This is a read only copy of the old FEniCS QA forum. Please visit the new QA forum to ask questions

Imposing an initial guess on a subspace point by point.

0 votes

Hi there,

I am trying to establish an initial guess for the Newton Solver of a non linear variational problem. I have already seen that there are several proposed solutions in this forum that make use of interpolate( Expression() ), but that does not work in my case.

Before posting the code: I am solving a flow inside a pipe with the k-epsilon model. Due to the convergence is really bad, I want to use the solution of a lower Reynolds number as initial guess for the velocities and pressure in the whole problem.

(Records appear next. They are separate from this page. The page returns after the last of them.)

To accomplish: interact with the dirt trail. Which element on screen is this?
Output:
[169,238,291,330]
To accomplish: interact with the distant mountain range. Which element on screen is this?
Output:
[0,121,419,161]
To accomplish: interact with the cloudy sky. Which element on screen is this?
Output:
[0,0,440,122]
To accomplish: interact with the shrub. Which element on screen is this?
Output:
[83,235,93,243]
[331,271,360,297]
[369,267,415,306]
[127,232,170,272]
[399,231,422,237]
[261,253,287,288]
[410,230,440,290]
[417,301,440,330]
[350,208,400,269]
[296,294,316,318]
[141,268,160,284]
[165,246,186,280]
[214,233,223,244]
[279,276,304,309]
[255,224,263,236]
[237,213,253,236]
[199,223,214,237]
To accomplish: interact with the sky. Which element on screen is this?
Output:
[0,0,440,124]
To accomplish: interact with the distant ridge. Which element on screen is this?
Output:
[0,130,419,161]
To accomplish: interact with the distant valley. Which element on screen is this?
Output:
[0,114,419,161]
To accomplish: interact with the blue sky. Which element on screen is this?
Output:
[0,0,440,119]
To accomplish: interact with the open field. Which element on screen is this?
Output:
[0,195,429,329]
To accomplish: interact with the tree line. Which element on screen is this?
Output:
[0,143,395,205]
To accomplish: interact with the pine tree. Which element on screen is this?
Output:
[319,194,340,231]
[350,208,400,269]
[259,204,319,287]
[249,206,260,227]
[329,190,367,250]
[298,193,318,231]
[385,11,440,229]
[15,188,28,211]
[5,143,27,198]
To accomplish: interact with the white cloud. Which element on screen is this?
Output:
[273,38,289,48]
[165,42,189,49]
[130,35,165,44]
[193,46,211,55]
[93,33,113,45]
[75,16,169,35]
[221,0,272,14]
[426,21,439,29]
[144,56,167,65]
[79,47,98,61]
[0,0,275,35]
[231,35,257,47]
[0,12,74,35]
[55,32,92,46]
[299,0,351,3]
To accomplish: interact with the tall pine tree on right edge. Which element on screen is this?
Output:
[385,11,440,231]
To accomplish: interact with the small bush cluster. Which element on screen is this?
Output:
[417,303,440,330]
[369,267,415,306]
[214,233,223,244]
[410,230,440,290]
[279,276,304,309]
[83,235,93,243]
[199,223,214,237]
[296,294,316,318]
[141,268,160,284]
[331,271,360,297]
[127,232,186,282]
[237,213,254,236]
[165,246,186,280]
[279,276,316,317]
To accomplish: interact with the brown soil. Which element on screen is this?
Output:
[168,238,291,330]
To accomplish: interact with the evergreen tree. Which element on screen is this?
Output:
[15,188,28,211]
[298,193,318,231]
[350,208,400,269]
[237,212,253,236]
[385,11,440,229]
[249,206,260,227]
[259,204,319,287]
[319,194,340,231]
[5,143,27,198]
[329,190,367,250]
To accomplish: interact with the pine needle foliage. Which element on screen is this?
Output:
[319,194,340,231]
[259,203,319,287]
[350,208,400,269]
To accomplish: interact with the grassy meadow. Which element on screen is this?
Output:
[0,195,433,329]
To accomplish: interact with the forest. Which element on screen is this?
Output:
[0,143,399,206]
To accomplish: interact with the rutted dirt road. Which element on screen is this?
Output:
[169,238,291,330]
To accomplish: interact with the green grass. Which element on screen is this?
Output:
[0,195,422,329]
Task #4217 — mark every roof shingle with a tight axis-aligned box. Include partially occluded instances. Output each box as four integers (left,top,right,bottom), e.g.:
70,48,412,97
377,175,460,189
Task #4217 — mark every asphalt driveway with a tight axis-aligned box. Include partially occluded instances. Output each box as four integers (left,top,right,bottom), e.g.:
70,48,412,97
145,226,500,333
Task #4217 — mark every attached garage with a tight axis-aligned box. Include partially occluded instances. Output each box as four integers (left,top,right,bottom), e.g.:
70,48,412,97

My first thought was to impose the previous solution point by point into the velocities and pressure. When it did not work, I interpolated the previous solutions.

The solver is able to make one iteration, then it stops and this error happens:

Solving nonlinear variational problem.
Newton iteration 0: r (abs) = 1.951e+03 (tol = 1.000e-06) r (rel) = 1.000e+00 (tol = 1.000e-10)
Traceback (most recent call last):
File "Opt.py", line 33, in
a= funcs.FlowSolver(mesh,boundary_parts,mu, rho, Um,lbase, Ubase, rhobase,lx,ly)
File "/home/ivan/FEniCSProjects/myPrograms/Turbulento/adimensionalizado con punto inicial 1.2/functions.py", line 148, in FlowSolver
solver.solve()
RuntimeError:
*** -------------------------------------------------------------------------
*** DOLFIN encountered an error. If you are not able to resolve this issue
*** using the information listed below, you can ask for help at
****** fenics-support@googlegroups.com
****** Remember to include the error message listed below and, if possible,
*** include a minimal running example to reproduce the error.
****** -------------------------------------------------------------------------
*** Error: Unable to successfully call PETSc function 'MatSetValuesLocal'.
*** Reason: PETSc error code is: 63.
*** Where: This error was encountered inside /build/dolfin-i8W3lr/dolfin-2016.1.0/dolfin/la/PETScMatrix.cpp.
*** Process: 0
*** *** DOLFIN version: 2016.1.0
*** Git changeset: unknown
*** -------------------------------------------------------------------------

I have tried to implement the same solution as https://fenicsproject.org/qa/3793/jacobian-of-nonlinear-problem-in-mixed-formulation but it does not work.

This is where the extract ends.